Hotel tax returns improve following negative audit

DoT says most hotel owners now in full compliance

Almost 40 percent of hotel owners didn’t file statements to back up monthly room tax payments during a 2013 review of the Department of Tourism’s revenue collection process.  

In many cases, receipts or documents showing the number of guests that had stayed at the hotel were not supplied. Without that information, government’s Internal Audit Unit said it was not able to verify that the DoT was being paid the correct amounts.  

The department says it has introduced new measures which have vastly improved compliance following the findings of the Tourist Accommodation Tax audit report, produced in 2013 and released last month in response to a Freedom of information request. 

The proportion of hoteliers who failed to submit taxes on time or failed to supply supporting documentation, including proof of guest payments, was down to around 2 percent for the last quarter of 2014, according to Director of Tourism Rosa Harris. 

She said 1,236 receipts were issued by the DoT for tax returns during that time period, with 98 percent in full compliance. 

“Recent changes in the collection of information from tourist accommodations for tax collection purposes has contributed to a decrease in noncompliance and an improved accuracy in revenue collection,” she said. 

The Internal Audit Unit’s investigation looked at a sample of 120 Tourist Accommodation Tax returns for 30 properties over four months in 2011 and 2012.  

The Tourist Accommodation Tax is a 13 percent, per room surcharge by hoteliers and passed on to the government.
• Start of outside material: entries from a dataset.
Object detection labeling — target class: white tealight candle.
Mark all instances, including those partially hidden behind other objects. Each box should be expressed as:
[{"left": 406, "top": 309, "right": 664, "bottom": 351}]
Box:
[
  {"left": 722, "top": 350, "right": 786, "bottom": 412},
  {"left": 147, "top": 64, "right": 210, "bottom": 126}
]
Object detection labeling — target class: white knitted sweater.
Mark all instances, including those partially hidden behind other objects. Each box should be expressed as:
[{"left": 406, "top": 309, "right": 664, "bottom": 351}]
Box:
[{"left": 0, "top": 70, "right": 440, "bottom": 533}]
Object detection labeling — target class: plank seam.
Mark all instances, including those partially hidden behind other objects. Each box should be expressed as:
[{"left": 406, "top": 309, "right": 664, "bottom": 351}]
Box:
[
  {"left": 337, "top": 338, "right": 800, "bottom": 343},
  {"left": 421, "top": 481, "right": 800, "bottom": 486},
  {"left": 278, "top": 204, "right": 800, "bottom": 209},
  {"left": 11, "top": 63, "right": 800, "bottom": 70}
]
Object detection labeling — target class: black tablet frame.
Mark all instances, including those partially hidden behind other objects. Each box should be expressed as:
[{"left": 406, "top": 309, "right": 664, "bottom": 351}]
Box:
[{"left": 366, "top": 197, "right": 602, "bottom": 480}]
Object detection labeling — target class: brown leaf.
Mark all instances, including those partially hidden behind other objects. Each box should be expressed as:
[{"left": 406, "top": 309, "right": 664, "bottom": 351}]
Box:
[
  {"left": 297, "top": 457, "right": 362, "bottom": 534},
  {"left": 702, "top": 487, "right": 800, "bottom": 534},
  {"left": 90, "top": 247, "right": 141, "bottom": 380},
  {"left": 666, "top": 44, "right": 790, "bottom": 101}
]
It forms the bulk of the Department of Tourism’s revenue, typically bringing in between $10 million and $12 million every year, the report said. 

Hoteliers are required by law to pay the taxes to government each month and to supply accompanying paperwork to verify the payment. The DoT has the authority to make site visits and pull hotel records to ensure it is being paid the correct amount. 
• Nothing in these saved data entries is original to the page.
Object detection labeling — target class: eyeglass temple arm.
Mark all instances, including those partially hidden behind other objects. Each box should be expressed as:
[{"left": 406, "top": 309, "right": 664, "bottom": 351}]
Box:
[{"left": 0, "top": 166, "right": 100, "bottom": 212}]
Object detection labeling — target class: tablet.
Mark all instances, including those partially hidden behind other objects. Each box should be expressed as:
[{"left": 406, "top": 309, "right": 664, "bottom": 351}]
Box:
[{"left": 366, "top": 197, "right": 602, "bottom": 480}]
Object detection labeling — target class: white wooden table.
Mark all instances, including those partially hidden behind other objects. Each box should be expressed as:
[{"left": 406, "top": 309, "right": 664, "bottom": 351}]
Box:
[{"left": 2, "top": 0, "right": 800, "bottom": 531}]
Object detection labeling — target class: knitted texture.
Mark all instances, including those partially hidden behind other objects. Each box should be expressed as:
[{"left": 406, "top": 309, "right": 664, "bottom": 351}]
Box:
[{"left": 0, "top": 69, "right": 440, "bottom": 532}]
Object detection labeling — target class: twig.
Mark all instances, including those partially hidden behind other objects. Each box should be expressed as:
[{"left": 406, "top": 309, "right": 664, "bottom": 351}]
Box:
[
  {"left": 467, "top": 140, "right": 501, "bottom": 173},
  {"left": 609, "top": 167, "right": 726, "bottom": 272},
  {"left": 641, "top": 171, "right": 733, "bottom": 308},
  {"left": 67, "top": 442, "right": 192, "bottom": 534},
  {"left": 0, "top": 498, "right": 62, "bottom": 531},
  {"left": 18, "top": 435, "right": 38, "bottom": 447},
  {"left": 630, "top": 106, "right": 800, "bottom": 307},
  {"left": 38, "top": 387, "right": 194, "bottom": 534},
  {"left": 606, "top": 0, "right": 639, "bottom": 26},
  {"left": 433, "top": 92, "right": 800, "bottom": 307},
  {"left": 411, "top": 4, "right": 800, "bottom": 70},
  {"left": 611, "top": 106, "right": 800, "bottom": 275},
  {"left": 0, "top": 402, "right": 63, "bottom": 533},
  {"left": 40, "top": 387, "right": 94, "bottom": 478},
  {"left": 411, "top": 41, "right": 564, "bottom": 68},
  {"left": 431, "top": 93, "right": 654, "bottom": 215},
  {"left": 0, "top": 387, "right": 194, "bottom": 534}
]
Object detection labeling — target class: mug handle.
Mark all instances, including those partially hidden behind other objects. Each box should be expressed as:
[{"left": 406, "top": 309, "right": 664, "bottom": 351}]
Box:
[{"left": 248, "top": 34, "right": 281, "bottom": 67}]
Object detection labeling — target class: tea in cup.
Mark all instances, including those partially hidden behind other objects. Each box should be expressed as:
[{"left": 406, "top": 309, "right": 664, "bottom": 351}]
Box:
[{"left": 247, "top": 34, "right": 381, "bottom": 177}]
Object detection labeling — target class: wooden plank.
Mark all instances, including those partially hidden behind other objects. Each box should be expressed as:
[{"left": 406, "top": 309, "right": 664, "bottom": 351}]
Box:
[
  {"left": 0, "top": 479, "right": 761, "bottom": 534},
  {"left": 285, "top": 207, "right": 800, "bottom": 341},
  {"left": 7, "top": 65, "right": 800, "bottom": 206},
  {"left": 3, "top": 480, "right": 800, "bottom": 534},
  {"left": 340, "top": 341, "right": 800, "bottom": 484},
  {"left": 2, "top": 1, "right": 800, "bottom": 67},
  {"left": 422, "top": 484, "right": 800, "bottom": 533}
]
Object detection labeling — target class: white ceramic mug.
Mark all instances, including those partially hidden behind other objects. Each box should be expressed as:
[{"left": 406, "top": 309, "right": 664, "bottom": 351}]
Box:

The audit review warns, “During our audit we noted that 47 tax returns from 21 properties were not supported by statements as required by the law.” 
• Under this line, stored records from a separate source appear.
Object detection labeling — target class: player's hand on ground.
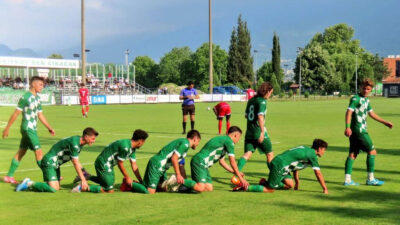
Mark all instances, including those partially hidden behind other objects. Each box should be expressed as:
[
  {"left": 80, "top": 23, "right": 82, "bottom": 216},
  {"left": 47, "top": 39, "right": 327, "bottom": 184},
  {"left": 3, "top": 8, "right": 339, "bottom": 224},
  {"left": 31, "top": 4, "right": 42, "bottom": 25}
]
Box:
[
  {"left": 323, "top": 189, "right": 328, "bottom": 194},
  {"left": 48, "top": 128, "right": 55, "bottom": 136},
  {"left": 385, "top": 121, "right": 393, "bottom": 129},
  {"left": 177, "top": 174, "right": 185, "bottom": 184},
  {"left": 2, "top": 129, "right": 9, "bottom": 139},
  {"left": 81, "top": 180, "right": 89, "bottom": 191},
  {"left": 258, "top": 133, "right": 265, "bottom": 143},
  {"left": 241, "top": 179, "right": 249, "bottom": 189},
  {"left": 344, "top": 128, "right": 352, "bottom": 137}
]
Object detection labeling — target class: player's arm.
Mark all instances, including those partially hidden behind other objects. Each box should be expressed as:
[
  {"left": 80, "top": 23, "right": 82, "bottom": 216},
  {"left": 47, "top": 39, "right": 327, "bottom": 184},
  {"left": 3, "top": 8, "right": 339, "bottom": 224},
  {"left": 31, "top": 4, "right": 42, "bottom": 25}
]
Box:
[
  {"left": 294, "top": 170, "right": 300, "bottom": 190},
  {"left": 130, "top": 160, "right": 143, "bottom": 183},
  {"left": 117, "top": 160, "right": 132, "bottom": 186},
  {"left": 2, "top": 109, "right": 21, "bottom": 138},
  {"left": 257, "top": 114, "right": 265, "bottom": 143},
  {"left": 314, "top": 169, "right": 328, "bottom": 194},
  {"left": 38, "top": 112, "right": 55, "bottom": 136},
  {"left": 71, "top": 158, "right": 88, "bottom": 191},
  {"left": 368, "top": 111, "right": 393, "bottom": 128},
  {"left": 171, "top": 153, "right": 184, "bottom": 184},
  {"left": 344, "top": 109, "right": 353, "bottom": 137},
  {"left": 179, "top": 90, "right": 186, "bottom": 100},
  {"left": 219, "top": 156, "right": 248, "bottom": 188}
]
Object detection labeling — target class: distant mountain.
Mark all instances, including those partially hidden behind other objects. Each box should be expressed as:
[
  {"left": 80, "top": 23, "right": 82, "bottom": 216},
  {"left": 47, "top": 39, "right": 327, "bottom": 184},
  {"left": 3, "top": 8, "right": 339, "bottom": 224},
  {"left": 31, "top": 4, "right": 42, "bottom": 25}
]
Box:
[{"left": 0, "top": 44, "right": 40, "bottom": 57}]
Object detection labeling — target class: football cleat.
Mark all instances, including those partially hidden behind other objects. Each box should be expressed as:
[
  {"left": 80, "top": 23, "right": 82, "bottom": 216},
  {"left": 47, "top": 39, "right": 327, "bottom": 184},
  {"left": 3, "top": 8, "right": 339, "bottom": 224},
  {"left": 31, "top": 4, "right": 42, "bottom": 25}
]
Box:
[
  {"left": 120, "top": 178, "right": 132, "bottom": 192},
  {"left": 259, "top": 178, "right": 267, "bottom": 186},
  {"left": 343, "top": 180, "right": 360, "bottom": 186},
  {"left": 71, "top": 185, "right": 82, "bottom": 193},
  {"left": 73, "top": 168, "right": 91, "bottom": 183},
  {"left": 366, "top": 178, "right": 384, "bottom": 186},
  {"left": 16, "top": 178, "right": 31, "bottom": 192},
  {"left": 4, "top": 176, "right": 18, "bottom": 184},
  {"left": 232, "top": 184, "right": 248, "bottom": 192}
]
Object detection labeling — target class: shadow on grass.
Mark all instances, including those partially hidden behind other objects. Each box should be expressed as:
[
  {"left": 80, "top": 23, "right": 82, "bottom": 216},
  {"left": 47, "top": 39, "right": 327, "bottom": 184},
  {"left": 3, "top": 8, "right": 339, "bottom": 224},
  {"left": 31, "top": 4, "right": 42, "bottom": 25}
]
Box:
[
  {"left": 328, "top": 145, "right": 400, "bottom": 156},
  {"left": 279, "top": 189, "right": 400, "bottom": 223}
]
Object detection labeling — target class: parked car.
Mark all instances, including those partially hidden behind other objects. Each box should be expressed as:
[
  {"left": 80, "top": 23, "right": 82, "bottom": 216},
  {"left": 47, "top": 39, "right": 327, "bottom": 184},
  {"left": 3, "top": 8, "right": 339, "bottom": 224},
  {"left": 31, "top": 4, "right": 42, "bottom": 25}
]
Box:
[{"left": 213, "top": 86, "right": 226, "bottom": 94}]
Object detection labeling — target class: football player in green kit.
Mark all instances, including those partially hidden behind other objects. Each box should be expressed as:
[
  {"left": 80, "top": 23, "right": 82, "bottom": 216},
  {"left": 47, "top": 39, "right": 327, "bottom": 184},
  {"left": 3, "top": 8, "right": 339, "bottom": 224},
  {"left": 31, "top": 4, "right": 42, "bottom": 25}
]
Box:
[
  {"left": 16, "top": 127, "right": 98, "bottom": 192},
  {"left": 233, "top": 139, "right": 328, "bottom": 194},
  {"left": 3, "top": 76, "right": 55, "bottom": 184},
  {"left": 344, "top": 79, "right": 393, "bottom": 186},
  {"left": 72, "top": 129, "right": 148, "bottom": 193},
  {"left": 233, "top": 82, "right": 274, "bottom": 184},
  {"left": 128, "top": 130, "right": 201, "bottom": 194},
  {"left": 178, "top": 126, "right": 249, "bottom": 192}
]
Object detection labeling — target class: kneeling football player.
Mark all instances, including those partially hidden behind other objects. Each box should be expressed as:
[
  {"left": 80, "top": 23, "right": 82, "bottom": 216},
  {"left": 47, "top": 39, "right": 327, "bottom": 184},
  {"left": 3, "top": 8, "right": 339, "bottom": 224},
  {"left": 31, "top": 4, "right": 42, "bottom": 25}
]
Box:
[
  {"left": 73, "top": 129, "right": 148, "bottom": 193},
  {"left": 233, "top": 139, "right": 328, "bottom": 194},
  {"left": 16, "top": 128, "right": 98, "bottom": 193},
  {"left": 129, "top": 130, "right": 201, "bottom": 194}
]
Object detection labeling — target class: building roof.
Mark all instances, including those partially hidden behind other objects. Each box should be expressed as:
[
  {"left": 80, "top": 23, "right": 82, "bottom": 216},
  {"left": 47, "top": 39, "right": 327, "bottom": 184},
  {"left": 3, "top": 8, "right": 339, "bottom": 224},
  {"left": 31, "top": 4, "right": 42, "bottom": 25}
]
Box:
[{"left": 289, "top": 84, "right": 299, "bottom": 88}]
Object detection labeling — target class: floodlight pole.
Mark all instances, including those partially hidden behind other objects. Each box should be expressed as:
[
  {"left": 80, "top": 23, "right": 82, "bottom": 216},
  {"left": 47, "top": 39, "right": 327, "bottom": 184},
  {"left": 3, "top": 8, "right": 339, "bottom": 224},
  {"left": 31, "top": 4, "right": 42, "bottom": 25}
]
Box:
[
  {"left": 209, "top": 0, "right": 213, "bottom": 94},
  {"left": 125, "top": 49, "right": 130, "bottom": 82},
  {"left": 81, "top": 0, "right": 86, "bottom": 85}
]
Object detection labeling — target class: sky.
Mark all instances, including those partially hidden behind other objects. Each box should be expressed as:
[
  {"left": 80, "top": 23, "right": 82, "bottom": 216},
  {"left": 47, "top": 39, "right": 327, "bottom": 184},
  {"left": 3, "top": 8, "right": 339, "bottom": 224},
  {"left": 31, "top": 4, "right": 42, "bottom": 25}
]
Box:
[{"left": 0, "top": 0, "right": 399, "bottom": 67}]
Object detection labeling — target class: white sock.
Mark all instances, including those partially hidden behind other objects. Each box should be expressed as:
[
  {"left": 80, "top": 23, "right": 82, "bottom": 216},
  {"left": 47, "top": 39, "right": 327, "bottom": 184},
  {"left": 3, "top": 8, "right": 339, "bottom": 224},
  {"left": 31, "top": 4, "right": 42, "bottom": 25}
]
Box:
[
  {"left": 368, "top": 173, "right": 374, "bottom": 181},
  {"left": 27, "top": 181, "right": 34, "bottom": 187},
  {"left": 345, "top": 174, "right": 351, "bottom": 183}
]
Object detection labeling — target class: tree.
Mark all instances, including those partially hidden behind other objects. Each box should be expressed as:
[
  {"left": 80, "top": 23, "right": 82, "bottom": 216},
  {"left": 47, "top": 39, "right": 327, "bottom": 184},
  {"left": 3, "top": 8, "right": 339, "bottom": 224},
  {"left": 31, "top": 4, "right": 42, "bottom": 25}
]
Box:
[
  {"left": 270, "top": 74, "right": 281, "bottom": 95},
  {"left": 272, "top": 32, "right": 283, "bottom": 84},
  {"left": 132, "top": 56, "right": 159, "bottom": 88},
  {"left": 48, "top": 53, "right": 63, "bottom": 59},
  {"left": 256, "top": 61, "right": 274, "bottom": 82},
  {"left": 158, "top": 47, "right": 192, "bottom": 85},
  {"left": 227, "top": 15, "right": 253, "bottom": 87},
  {"left": 190, "top": 43, "right": 228, "bottom": 91}
]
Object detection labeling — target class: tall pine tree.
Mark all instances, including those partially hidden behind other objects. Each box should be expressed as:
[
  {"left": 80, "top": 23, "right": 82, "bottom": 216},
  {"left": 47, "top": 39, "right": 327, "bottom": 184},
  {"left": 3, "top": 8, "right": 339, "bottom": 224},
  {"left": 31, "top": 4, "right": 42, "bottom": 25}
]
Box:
[
  {"left": 272, "top": 32, "right": 282, "bottom": 85},
  {"left": 227, "top": 15, "right": 253, "bottom": 87}
]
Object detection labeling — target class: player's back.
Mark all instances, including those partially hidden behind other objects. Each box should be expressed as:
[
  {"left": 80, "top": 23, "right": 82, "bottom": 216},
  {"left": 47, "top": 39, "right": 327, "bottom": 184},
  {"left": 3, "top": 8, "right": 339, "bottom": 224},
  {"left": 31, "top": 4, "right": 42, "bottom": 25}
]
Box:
[
  {"left": 194, "top": 136, "right": 234, "bottom": 168},
  {"left": 275, "top": 146, "right": 315, "bottom": 166}
]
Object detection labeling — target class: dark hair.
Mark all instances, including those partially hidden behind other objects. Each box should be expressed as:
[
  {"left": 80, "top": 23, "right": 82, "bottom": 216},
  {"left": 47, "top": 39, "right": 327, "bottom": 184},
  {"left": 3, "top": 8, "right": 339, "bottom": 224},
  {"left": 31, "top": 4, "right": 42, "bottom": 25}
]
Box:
[
  {"left": 80, "top": 83, "right": 85, "bottom": 87},
  {"left": 361, "top": 78, "right": 374, "bottom": 88},
  {"left": 187, "top": 129, "right": 201, "bottom": 139},
  {"left": 132, "top": 129, "right": 149, "bottom": 141},
  {"left": 312, "top": 139, "right": 328, "bottom": 149},
  {"left": 187, "top": 81, "right": 194, "bottom": 86},
  {"left": 83, "top": 127, "right": 99, "bottom": 137},
  {"left": 30, "top": 76, "right": 45, "bottom": 84},
  {"left": 227, "top": 126, "right": 242, "bottom": 134},
  {"left": 256, "top": 82, "right": 273, "bottom": 97}
]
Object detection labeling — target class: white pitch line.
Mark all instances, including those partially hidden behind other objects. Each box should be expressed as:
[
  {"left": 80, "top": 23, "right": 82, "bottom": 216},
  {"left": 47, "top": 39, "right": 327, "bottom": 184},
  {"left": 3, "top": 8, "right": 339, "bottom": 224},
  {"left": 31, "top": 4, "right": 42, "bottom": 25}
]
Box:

It adds, “In the absence of copies of statements supporting the tax returns, the unit will not have a basis for independently verifying the accuracy of the monthly tax returns received from proprietors.” 

It recommends that the DoT carry out independent assessments of the amount of taxes due from proprietors who fail to submit copies of statements to support their tax returns. 

The audit also points out that site and records inspections to verify the accuracy of tax returns were not being carried out. 

It states: “Based on our review of the management of Tourist Accommodation Tax revenue, Internal Audit concludes that this process is in need of improvement and cannot be relied on to provide reasonable assurance that the revenue objectives will be achieved.” 

The DoT says it has moved to resolve the issues highlighted in the report. Ms. Harris said that in October 2013 the department began to send reminder letters to properties that failed to supply the correct documentation, outlining what was missing and reinforcing the monthly 28-day deadline for submissions. 

She said this had proved effective. 

“The majority of properties have consistently submitted the required documentation and with that, property compliance has improved over the past year,” she said.